Nasser al-Khelaïfi va-t-il devoir revoir en profondeur son organisation institutionnelle ? Alors qu’il s’est imposé au fil des années comme l’un des dirigeants les plus puissants du football européen, le président du PSG pourrait se retrouver fragilisé par un texte législatif en préparation.
Selon les informations de L’Équipe, l’article 8 de la future loi sur le sport professionnel vise explicitement à limiter les conflits d’intérêts dans la gouvernance sportive. Un dispositif qui viserait directement la double casquette de Nasser al-Khelaïfi, à la fois patron du club parisien et président de beIN Media Group, acteur majeur des droits audiovisuels du football. Cette proximité entre un dirigeant de club et un diffuseur est précisément dans le viseur des parlementaires.

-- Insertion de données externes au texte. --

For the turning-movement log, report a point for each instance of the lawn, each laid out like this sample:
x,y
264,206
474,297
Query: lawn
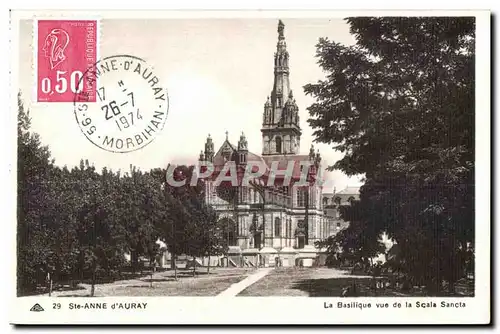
x,y
164,284
318,282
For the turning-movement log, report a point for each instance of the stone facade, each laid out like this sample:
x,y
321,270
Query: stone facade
x,y
283,217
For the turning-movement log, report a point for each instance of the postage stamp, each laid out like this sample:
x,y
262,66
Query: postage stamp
x,y
201,166
131,105
65,49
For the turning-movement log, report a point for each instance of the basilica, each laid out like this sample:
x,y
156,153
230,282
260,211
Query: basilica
x,y
265,224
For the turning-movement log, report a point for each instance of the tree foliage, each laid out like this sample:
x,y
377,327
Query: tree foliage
x,y
78,224
400,105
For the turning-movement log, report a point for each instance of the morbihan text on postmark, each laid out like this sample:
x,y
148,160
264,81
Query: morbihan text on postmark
x,y
131,104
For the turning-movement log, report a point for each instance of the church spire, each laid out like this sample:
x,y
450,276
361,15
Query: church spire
x,y
280,125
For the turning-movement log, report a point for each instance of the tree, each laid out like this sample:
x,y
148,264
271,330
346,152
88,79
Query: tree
x,y
400,105
33,240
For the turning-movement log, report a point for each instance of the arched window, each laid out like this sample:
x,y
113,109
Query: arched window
x,y
278,144
277,227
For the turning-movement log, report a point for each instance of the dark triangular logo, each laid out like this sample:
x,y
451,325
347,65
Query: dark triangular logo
x,y
37,308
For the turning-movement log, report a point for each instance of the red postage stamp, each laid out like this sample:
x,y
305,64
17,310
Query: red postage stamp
x,y
65,50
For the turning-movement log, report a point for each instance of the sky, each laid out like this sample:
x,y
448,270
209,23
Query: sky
x,y
218,73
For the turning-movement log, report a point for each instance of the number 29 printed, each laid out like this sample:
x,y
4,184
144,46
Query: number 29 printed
x,y
66,49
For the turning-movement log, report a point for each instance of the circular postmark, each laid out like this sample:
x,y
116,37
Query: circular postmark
x,y
127,106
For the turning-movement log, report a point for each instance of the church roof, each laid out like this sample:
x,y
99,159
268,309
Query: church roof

Concrètement, cette évolution réglementaire pourrait empêcher le dirigeant qatari de continuer à siéger dans certains organes décisionnaires du football français. Une situation inédite pour celui qui a bâti, depuis son arrivée à la tête du PSG, une influence considérable sur l’écosystème du football mondial, notamment grâce à son rôle central dans la diffusion des compétitions.
Face à ce possible bouleversement, plusieurs observateurs évoquent une piste : Nasser al-Khelaïfi pourrait quitter officiellement certaines fonctions au sein de beIN Media Group, tout en conservant une capacité d’influence en coulisses. Une manière de préserver son poids dans la gouvernance du football tricolore sans contrevenir à la nouvelle législation.
Au-delà du cas personnel du président parisien, cette affaire relance le débat sur le poids institutionnel du PSG dans le football français. Devenu un acteur économique et sportif de premier plan, le club de la capitale voit désormais sa puissance dans les instances observée avec une vigilance accrue par les pouvoirs publics.